Look at and used on Audiogon.

I really like the NHT Super Zero speakers at $200/pair. But they have very little low end. Get a used cheaper Velodyne sub, this integrated amp, e.g. and an Airport Express or Squeezebox. Rip the CDs and stream them to your amp. Or, get Spotify/Beats and largely forget about music you own and stream that to your amp.
posted by persona au gratin at 1:40 AM on August 10, 2014

eschatfiche above has good ideas, too.
posted by persona au gratin at 1:44 AM on August 10, 2014

I'm a big Sonos fan. I had started off with a more cobbled together solution for my living room and kitchen but it was flakey. I never tried the Squeezebox line. And then Logitech killed it. But the open source server software is available.

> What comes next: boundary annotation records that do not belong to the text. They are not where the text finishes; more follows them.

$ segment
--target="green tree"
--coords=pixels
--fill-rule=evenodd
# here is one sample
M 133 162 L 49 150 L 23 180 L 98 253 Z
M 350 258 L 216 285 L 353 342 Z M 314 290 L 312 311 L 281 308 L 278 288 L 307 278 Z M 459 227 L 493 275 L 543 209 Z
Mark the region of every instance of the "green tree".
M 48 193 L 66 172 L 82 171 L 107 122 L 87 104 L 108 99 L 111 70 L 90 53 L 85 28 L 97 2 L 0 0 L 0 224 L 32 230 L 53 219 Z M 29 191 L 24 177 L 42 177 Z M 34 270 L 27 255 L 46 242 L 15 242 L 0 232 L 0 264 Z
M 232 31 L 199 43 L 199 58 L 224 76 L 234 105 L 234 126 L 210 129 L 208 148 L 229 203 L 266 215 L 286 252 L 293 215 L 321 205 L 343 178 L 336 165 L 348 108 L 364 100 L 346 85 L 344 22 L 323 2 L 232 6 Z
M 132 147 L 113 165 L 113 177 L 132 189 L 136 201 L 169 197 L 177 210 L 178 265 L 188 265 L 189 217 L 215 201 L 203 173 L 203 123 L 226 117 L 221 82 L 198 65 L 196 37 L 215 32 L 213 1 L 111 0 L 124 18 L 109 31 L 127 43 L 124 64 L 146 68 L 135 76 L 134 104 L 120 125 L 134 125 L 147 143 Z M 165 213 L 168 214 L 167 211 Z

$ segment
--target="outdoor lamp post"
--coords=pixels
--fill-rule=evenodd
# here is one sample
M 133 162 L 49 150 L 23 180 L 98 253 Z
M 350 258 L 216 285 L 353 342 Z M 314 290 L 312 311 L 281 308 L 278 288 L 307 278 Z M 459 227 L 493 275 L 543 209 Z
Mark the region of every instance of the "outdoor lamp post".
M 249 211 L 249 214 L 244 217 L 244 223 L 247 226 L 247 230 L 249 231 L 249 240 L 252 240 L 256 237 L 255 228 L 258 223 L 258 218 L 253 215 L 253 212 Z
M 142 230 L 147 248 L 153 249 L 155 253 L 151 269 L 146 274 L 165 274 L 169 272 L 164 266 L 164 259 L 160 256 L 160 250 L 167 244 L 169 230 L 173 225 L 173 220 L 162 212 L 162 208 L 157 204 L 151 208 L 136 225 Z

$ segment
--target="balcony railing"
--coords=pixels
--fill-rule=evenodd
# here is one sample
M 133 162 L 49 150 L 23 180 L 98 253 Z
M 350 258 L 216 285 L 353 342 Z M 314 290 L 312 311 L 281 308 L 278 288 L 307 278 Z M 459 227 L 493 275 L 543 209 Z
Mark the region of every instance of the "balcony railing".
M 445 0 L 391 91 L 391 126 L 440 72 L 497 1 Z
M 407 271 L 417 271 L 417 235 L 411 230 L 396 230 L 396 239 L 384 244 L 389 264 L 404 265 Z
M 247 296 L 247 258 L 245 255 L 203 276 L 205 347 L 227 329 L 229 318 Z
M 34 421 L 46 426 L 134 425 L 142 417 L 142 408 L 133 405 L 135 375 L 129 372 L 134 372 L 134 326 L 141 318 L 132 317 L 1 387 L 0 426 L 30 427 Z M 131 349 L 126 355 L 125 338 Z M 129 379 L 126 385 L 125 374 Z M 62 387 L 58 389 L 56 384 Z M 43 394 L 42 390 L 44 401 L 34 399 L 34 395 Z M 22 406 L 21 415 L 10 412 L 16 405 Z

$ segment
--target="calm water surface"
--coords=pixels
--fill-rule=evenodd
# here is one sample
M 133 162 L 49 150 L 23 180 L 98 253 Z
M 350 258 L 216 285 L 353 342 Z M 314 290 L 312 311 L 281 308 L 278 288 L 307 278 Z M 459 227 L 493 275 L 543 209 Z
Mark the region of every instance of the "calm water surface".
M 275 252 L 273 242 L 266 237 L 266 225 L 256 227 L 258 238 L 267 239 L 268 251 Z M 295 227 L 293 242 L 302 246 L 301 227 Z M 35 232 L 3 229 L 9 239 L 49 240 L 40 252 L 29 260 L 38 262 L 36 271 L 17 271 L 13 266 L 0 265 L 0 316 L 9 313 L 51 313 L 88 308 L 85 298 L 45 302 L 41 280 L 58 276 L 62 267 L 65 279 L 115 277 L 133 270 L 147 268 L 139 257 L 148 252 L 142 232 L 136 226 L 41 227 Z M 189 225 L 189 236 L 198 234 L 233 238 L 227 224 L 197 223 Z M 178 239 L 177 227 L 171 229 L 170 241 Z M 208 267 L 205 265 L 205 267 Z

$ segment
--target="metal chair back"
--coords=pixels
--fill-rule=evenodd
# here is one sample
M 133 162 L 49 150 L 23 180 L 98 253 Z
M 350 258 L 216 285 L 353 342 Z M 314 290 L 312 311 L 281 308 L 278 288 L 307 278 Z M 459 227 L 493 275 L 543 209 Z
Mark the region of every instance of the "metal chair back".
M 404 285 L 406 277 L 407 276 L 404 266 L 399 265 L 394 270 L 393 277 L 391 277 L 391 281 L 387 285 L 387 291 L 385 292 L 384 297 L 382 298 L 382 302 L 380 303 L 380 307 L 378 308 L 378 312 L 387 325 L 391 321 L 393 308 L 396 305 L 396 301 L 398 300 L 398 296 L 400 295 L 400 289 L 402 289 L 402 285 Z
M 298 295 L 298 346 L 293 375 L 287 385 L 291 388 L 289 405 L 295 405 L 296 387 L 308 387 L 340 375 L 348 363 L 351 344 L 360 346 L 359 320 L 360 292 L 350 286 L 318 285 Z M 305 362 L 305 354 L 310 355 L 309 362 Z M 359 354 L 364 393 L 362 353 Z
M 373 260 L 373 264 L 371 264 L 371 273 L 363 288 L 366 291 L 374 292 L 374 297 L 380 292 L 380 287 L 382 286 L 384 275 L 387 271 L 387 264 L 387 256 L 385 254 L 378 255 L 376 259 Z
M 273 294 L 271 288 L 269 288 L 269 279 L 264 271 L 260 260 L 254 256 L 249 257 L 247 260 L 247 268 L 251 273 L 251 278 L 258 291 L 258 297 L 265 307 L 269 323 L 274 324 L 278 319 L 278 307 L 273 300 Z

I gotta say, whatever you do, dude, rip your disks!

With Sonos, you could rip all of your music and upload it to Google Music or Amazon Music so you don't even need to have a computer on.

The multi-room feature is really nice. I suspect it's something that you have to try to feel the value of.

I have a Playbar in the living room. We migrated from an amp, speakers, and other peripherals, to just the Playbar, and it's great.

We have a Play5 in the kitchen and it also sounds quite good.

I think whether you go for a more integrated solution, like Sonos, or something you build out yourself, will depend on potentially how much tinkering you want to do.

BTW, if you're happen with your current speakers, you could get a Sonos Connect Amp to replace your receiver.

Also, I have some AudioEngine stuff and also love it. Great quality for the price.
posted by reddot at 8:56 AM on August 10, 2014

Thanks for the ideas, everybody. It seems that the options are wider than I expected, so thanks for opening my eyes.